High-temperature induction of male sterility during barley (Hordeum vulgare L.) anther development is mediated by transcriptional inhibition

High-temperature induction of male sterility during floral organogenesis is a critical problem for barley (Hordeum vulgare L.) crops that the molecular basis is incompletely understood. Gene expression and differentiation of anthers were examined under normal (20°C day/15°C night) and elevated (30°C day/25°C night) temperatures. Serial analysis of gene expression analysis displayed contrasting profiles of gene expression in early panicles between control and high-temperature conditions. Several transcripts dramatically upregulated before development and differentiation of anther wall layers in normal temperatures, including histone H3, H4 and glycine-rich RNA-binding protein genes, were not upregulated at elevated temperatures and typically abundant mRNAs, such as 60S ribosomal protein L27a and glyoxalase I, appeared to be downregulated. Instead, development and differentiation of tapetum cells and pollen mother cells were completely aborted.
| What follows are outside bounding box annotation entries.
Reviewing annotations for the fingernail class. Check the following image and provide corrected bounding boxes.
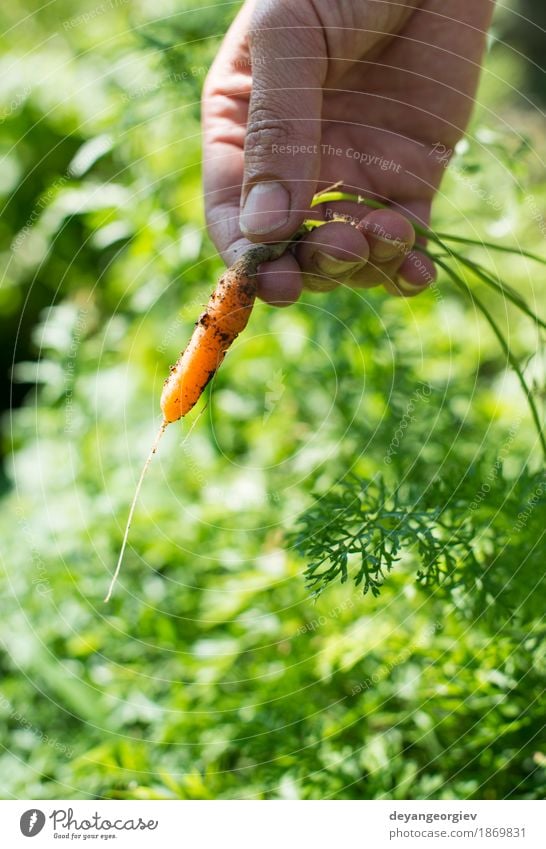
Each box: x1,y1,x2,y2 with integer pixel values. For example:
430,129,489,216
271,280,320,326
372,236,402,262
239,182,290,236
314,251,363,278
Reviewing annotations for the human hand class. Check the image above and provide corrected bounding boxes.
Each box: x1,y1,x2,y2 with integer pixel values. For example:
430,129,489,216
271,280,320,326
203,0,494,305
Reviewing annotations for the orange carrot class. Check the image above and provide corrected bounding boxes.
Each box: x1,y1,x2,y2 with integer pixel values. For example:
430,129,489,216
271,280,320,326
104,238,287,601
161,244,286,424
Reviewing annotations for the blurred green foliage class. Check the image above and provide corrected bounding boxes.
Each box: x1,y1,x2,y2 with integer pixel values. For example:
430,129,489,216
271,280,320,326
0,0,546,799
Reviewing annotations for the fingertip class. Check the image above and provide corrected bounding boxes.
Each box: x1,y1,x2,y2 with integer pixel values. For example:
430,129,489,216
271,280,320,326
356,209,415,263
258,254,303,307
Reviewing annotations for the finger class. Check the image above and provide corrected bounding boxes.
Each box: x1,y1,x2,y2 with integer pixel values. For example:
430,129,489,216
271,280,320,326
356,209,415,264
296,222,370,291
201,3,252,256
258,253,303,307
240,0,327,241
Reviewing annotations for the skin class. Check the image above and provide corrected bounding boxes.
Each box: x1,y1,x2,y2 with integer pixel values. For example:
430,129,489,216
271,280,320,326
203,0,494,305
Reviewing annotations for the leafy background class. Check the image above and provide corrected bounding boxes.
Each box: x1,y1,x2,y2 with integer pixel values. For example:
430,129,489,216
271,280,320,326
0,0,546,799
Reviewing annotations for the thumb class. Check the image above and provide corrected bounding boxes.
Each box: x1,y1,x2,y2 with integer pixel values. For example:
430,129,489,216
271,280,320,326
240,0,327,241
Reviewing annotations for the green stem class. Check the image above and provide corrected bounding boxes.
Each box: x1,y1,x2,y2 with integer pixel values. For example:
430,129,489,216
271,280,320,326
436,259,546,459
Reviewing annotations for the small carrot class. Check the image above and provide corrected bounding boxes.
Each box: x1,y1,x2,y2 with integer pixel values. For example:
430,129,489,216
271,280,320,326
104,242,287,602
161,243,286,424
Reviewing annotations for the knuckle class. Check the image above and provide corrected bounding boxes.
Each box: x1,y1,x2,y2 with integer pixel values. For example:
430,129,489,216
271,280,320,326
245,116,294,161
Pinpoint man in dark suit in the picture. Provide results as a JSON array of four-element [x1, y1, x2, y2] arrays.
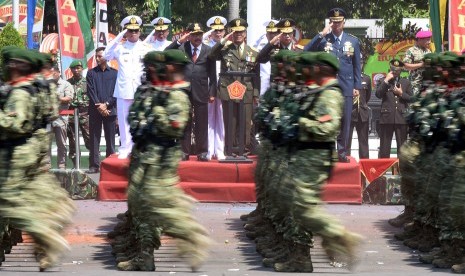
[[210, 18, 260, 155], [166, 23, 216, 161], [376, 59, 413, 158], [86, 47, 118, 173], [347, 73, 371, 159], [304, 8, 362, 162]]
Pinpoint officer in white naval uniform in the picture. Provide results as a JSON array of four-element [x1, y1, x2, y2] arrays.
[[253, 19, 279, 96], [104, 15, 153, 159], [204, 16, 228, 160], [144, 17, 172, 51]]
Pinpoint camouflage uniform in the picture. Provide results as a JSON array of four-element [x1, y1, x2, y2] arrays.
[[67, 77, 90, 165], [0, 49, 74, 270], [114, 50, 210, 271], [403, 45, 431, 96]]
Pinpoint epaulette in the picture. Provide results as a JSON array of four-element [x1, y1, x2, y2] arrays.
[[249, 45, 259, 52]]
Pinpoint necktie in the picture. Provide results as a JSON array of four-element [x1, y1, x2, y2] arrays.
[[192, 47, 197, 63]]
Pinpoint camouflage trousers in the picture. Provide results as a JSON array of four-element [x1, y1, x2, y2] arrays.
[[399, 140, 420, 207], [0, 131, 74, 265], [441, 151, 465, 241], [128, 144, 210, 264]]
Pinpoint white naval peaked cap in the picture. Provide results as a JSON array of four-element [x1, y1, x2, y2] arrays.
[[207, 16, 228, 30], [263, 19, 279, 32], [121, 15, 142, 30], [150, 16, 171, 31]]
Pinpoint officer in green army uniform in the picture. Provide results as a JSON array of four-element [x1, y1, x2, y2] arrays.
[[66, 60, 90, 168], [0, 46, 74, 271], [209, 18, 260, 156], [403, 31, 433, 96], [113, 50, 210, 271]]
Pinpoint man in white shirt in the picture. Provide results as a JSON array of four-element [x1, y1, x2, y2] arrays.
[[254, 20, 279, 96], [204, 16, 228, 160], [145, 17, 171, 51], [104, 15, 153, 159]]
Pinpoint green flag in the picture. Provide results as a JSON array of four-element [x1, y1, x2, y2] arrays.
[[76, 0, 95, 67], [429, 0, 442, 53]]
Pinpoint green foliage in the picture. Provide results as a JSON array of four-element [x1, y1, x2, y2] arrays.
[[0, 23, 26, 64]]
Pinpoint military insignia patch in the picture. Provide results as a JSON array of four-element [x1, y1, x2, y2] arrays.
[[227, 80, 247, 100]]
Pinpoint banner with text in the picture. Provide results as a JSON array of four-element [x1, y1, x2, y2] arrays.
[[449, 0, 465, 53], [0, 0, 45, 45]]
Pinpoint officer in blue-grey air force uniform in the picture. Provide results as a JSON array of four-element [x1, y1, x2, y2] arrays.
[[304, 8, 362, 162]]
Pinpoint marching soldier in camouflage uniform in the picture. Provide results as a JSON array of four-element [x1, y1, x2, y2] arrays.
[[403, 31, 432, 96], [274, 53, 360, 272], [111, 50, 210, 271], [0, 47, 74, 271], [67, 60, 90, 168]]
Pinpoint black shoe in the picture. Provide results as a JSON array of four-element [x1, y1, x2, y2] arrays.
[[85, 168, 100, 173], [197, 153, 208, 162]]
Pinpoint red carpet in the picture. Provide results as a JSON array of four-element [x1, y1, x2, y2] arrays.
[[98, 155, 362, 204]]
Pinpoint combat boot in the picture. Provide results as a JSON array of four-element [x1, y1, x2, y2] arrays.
[[322, 230, 362, 270], [388, 206, 414, 227], [273, 244, 313, 273], [117, 246, 155, 271]]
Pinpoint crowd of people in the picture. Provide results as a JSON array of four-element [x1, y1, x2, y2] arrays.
[[0, 4, 465, 273]]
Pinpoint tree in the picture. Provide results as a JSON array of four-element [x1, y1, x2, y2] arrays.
[[0, 22, 26, 64]]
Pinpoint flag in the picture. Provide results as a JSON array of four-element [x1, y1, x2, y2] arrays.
[[27, 0, 38, 49], [449, 0, 465, 54], [95, 0, 108, 47], [158, 0, 172, 40], [429, 0, 442, 53]]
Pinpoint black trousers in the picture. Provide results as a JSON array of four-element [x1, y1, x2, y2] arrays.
[[378, 124, 408, 158], [347, 120, 370, 159], [181, 102, 208, 155], [89, 107, 116, 169]]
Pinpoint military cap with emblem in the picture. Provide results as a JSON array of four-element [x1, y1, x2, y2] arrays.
[[389, 58, 404, 71], [315, 52, 339, 71], [121, 15, 142, 30], [150, 16, 171, 31], [207, 16, 228, 30], [228, 18, 249, 32], [143, 51, 166, 65], [276, 18, 295, 34], [69, 60, 82, 68], [328, 8, 346, 22], [187, 23, 204, 34], [264, 19, 279, 33], [297, 52, 317, 66]]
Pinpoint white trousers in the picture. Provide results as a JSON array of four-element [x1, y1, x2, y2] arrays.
[[116, 98, 134, 156], [207, 98, 225, 159]]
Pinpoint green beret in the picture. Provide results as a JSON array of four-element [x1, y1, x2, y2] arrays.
[[164, 49, 189, 64], [297, 52, 316, 65], [144, 51, 166, 64], [315, 52, 339, 71], [270, 50, 298, 62], [69, 60, 83, 68]]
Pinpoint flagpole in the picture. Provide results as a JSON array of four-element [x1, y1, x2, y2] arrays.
[[11, 0, 19, 30]]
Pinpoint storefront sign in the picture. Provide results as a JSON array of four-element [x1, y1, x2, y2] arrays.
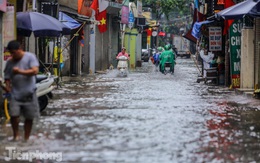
[[3, 6, 16, 61], [137, 0, 143, 17], [229, 20, 243, 88], [209, 27, 222, 51], [0, 0, 6, 12], [121, 6, 129, 24]]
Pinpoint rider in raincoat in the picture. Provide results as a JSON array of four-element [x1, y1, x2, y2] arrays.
[[160, 45, 175, 73]]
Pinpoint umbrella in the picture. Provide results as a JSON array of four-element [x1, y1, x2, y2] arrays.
[[16, 12, 70, 37], [215, 0, 260, 19]]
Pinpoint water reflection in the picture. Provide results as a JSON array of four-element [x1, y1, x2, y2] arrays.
[[197, 102, 260, 162]]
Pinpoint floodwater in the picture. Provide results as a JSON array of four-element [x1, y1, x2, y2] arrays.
[[0, 58, 260, 163]]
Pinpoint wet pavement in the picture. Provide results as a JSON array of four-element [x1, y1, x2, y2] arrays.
[[0, 58, 260, 163]]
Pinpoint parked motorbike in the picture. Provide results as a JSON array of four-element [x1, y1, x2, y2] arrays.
[[117, 56, 128, 77], [36, 72, 57, 112]]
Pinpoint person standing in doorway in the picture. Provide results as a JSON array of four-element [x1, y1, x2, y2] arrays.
[[116, 47, 130, 60], [4, 40, 40, 141]]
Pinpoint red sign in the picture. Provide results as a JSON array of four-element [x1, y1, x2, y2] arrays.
[[0, 0, 6, 12]]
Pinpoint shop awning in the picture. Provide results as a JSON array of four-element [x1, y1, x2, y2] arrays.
[[215, 0, 260, 19], [59, 11, 80, 29], [191, 20, 214, 39]]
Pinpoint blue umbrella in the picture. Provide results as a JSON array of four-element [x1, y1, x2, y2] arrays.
[[16, 12, 70, 37], [215, 0, 260, 19]]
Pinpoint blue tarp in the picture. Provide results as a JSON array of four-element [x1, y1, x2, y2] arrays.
[[59, 12, 80, 29], [215, 0, 260, 19], [191, 20, 213, 40]]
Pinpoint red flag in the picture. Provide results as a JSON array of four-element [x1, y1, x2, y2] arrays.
[[223, 0, 235, 35], [90, 0, 107, 33]]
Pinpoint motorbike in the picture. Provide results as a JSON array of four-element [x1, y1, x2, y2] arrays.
[[163, 62, 174, 75], [36, 72, 57, 112], [117, 56, 128, 77]]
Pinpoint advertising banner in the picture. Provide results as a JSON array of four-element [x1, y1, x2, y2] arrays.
[[121, 6, 129, 24], [229, 20, 243, 88], [209, 27, 222, 51], [0, 0, 6, 12]]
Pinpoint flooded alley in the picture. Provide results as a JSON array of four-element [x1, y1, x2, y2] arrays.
[[0, 58, 260, 163]]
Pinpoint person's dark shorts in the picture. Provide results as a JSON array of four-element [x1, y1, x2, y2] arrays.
[[9, 92, 40, 119]]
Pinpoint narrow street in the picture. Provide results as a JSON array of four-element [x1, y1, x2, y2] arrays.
[[0, 58, 260, 163]]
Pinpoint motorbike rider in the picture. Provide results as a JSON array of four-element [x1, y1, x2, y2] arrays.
[[116, 47, 130, 60], [160, 44, 175, 73], [153, 47, 162, 67]]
Failure of transcriptional reactivation with return to normal temperatures increases with duration of elevated temperatures and is strongly correlated with observation of male sterility. Hyper-phosphorylation of the ser-5 residue of the C-terminal domain of the largest subunit of RNA polymerase II (RPB1) was noted to occur under high-temperature conditions. These results indicate that early development and differentiation of barley anthers are very sensitive to high-temperature stress causing major alterations in gene expression.